Australian journalist and writer

Erle Cox (15 August 1873 – 20 November 1950) was an Australian journalist and science fiction writer.

== Life ==
Cox was born at Emerald Hill, Victoria, on 15 August 1873, the second son of Ross Cox, who had emigrated from his native Dublin as a youth during the early gold rush days of the 1850s. He was educated at Castlemaine Grammar School and Melbourne Grammar School. Following school, Cox worked as a wine-grower near Rutherglen, Victoria, before moving to Tasmania. On 24 December 1901 he married Mary Ellen Kilborn and some time later the couple settled in Melbourne.

In 1921, Cox joined the editorial staff of The Argus newspaper as a writer of special articles and book reviewer under the pen name 'The Chiel'; later he was the principal movie critic. In 1946 he joined the staff of The Age after being given notice from The Argus.

Cox died in 1950 after a long illness.

==Works==
Three early works were published in the Lone Hand Magazine: Reprieve, Diplomacy and The Social Code.
- Out of the Silence, his best known novel, is set in Australia, and involves the discovery of a gigantic, buried sphere, containing the accumulated knowledge of a past civilization. It was published by The Argus in weekly instalments over a six-month period in 1919. The first Australian edition in book form was published by Vidler, in 1925. The same year a British edition appeared (Hamilton), and in 1928 an American edition (Rae D. Henkle). In 1934, the book was adapted to a comic-strip format by an artist identified only as Hix, likely Reginald Ernest Hicks. This pictorial version was published daily in The Argus in 120 episodes from August to December. In the same year, the novel was dramatised for radio presentation as a 25-part serial. The SF Encyclopedia notes that: "The novel exhibits some racist overtones" in reference to the eugenically inspired character Odi, who brought about the supremacy of a white race by devising a ray that killed only black people.
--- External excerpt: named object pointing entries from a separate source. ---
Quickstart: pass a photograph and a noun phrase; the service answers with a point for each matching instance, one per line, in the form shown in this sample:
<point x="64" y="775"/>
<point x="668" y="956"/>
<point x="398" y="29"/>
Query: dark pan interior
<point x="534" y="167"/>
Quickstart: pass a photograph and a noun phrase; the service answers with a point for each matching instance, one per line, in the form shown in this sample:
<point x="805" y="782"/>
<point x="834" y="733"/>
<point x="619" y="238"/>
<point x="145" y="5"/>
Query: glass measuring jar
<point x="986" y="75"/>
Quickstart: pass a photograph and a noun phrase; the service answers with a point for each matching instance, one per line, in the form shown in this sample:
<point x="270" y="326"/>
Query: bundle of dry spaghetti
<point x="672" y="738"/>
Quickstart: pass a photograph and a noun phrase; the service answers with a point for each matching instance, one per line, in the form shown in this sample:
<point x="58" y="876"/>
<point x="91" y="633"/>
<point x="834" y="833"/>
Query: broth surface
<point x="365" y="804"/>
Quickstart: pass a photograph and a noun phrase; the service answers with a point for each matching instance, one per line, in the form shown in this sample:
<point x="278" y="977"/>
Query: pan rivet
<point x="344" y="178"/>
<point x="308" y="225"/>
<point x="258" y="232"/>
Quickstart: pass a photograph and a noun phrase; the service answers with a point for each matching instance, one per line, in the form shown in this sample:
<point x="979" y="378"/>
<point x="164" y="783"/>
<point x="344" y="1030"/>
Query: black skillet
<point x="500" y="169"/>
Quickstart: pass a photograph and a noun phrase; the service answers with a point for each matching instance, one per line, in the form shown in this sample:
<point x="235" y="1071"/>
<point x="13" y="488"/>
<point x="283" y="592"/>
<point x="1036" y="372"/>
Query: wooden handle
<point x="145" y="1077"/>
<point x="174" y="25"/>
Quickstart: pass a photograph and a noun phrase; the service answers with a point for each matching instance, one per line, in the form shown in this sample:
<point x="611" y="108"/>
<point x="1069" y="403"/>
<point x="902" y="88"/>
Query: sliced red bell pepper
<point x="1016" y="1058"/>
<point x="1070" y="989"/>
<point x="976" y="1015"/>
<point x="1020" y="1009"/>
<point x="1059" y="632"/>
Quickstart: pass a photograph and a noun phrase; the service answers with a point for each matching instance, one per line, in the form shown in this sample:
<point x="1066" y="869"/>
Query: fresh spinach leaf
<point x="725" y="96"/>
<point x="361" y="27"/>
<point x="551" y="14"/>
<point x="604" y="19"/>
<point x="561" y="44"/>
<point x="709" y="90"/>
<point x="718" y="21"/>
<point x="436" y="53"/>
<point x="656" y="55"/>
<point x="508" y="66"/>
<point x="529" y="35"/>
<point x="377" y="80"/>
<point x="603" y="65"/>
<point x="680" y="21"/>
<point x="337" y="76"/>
The device of a buried sphere from a lost, advanced civilization clearly influenced René Barjavel's best-settling 1966 French science fiction novel La Nuit des temps, translated into English as The Ice People (1971).
- Fools Harvest was published as a fourteen-part serial in The Argus, in 1938, and was published in book form the following year by Robertson Mullen with two extra chapters.
- The Missing Angel, the third and final book by Cox, was published by Robertson Mullen in 1947.